Yeah there are a bunch of comments in this series where I've written "we
do XYZ" instead of "do XYZ", I've set up an AI prompt [0] to try and
catch it for me before I send you guys crazy with yet another series
that makes the same mistake over and over.

[0] https://lore.kernel.org/all/DHA6G1E2H5P4.2D7JKTRKIBE3U@google.com/

TBH for this particular case it seems borderline? The referent of the
"this" is the previous paragraph, it's trying to show that the logging
change is a side effect of the code movement rather than a part of
the patch's intent. But there are more explicit ways to carry that
message so I'll rewrite it.

>> Other than logging, no functional change intended.
>> 
>> Signed-off-by: Brendan Jackman <jackmanb@google.com>
>> ---
>>  arch/x86/include/asm/pgalloc.h | 33 +++++++++++++++++++++++++++++++
>>  arch/x86/mm/init_64.c          | 44 +++++++-----------------------------------
>>  2 files changed, 40 insertions(+), 37 deletions(-)
>> 
>> diff --git a/arch/x86/include/asm/pgalloc.h b/arch/x86/include/asm/pgalloc.h
>> index c88691b15f3c6..3541b86c9c6b0 100644
>> --- a/arch/x86/include/asm/pgalloc.h
>> +++ b/arch/x86/include/asm/pgalloc.h
>
> Why in a header?
>
> That function is kinda bigger than the rest of the oneliners there...

Hm, I suspect I wanted to avoid creating new ifdefs in the C file? Seems
harmless though. Looks fine in arch/x86/mm/pgtable.c.
Re: [PATCH v2 01/22] x86/mm: split out preallocate_sub_pgd()
Posted by Dave Hansen 2 weeks ago
On 3/20/26 11:23, Brendan Jackman wrote:
> -		/*
> -		 * The goal here is to allocate all possibly required
> -		 * hardware page tables pointed to by the top hardware
> -		 * level.

This comment is pretty important, IMNHO, and you zapped it.

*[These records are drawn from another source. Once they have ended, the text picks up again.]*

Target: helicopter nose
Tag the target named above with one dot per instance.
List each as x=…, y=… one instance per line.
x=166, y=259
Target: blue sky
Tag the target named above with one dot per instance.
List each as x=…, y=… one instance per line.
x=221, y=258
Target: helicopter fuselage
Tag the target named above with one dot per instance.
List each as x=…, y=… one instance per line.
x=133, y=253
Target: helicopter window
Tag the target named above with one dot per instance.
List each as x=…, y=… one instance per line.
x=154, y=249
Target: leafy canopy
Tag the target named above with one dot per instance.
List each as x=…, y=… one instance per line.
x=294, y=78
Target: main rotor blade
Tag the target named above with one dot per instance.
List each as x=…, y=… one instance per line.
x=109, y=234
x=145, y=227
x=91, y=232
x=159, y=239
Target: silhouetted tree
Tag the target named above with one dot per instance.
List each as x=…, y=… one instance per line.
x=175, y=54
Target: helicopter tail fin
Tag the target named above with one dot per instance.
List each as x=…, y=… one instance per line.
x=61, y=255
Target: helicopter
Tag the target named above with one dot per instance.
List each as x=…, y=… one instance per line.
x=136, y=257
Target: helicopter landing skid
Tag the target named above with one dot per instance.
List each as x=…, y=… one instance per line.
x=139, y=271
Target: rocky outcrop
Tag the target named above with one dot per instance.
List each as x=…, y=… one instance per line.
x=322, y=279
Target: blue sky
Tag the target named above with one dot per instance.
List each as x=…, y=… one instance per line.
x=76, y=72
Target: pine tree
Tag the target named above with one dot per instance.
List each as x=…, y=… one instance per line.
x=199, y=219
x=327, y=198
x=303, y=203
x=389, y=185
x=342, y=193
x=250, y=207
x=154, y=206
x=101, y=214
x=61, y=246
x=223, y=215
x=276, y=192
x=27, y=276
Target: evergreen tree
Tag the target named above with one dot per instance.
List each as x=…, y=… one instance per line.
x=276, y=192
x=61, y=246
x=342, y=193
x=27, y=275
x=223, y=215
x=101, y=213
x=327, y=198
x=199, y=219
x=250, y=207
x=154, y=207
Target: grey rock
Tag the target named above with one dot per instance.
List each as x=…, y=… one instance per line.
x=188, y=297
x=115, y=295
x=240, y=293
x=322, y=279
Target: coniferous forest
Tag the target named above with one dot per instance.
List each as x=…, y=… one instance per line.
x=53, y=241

The problem here is that the per-MM carved out space is PGD-sized. You
want to make sure there are page tables allocated for that space. But,
if you say "go allocate a p4d" then that will collapse down to doing
nothing on a 4-level system.

So, this is effectively:

	Go allocate a p4d or pud, depending on if it's 4 or 5 level.
	Basically, always allocate the level that the hardware PGD
	points to.

Could we put a comment to that effect around somewhere, please?
Re: [PATCH v2 01/22] x86/mm: split out preallocate_sub_pgd()
Posted by Brendan Jackman 1 week, 4 days ago
On Fri Mar 20, 2026 at 7:42 PM UTC, Dave Hansen wrote:
> On 3/20/26 11:23, Brendan Jackman wrote:
>> -		/*
>> -		 * The goal here is to allocate all possibly required
>> -		 * hardware page tables pointed to by the top hardware
>> -		 * level.
>
> This comment is pretty important, IMNHO, and you zapped it.
>
> The problem here is that the per-MM carved out space is PGD-sized. You
> want to make sure there are page tables allocated for that space. But,
> if you say "go allocate a p4d" then that will collapse down to doing
> nothing on a 4-level system.
>
> So, this is effectively:
>
> 	Go allocate a p4d or pud, depending on if it's 4 or 5 level.
> 	Basically, always allocate the level that the hardware PGD
> 	points to.
>
> Could we put a comment to that effect around somewhere, please?

Hm I kinda thought the comments I left in there captured all this stuff,
but yeah I can see this is a bit of a weird function so more commentary
makes sense. How about I just put a few more words into the top comment:

/* 
 * Allocate all possibly requried hardware page tables pointed to ths
 * top hardware level. In other words, allocate a p4d on 5-level or a
 * pud on 4-level.
 */

And then just leave the internal one as it is:

	/*
	 * On 4-level systems, the P4D layer is folded away and
	 * the above code does no preallocation.  Below, go down
	 * to the pud _software_ level to ensure the second
	 * hardware level is allocated on 4-level systems too.
	 */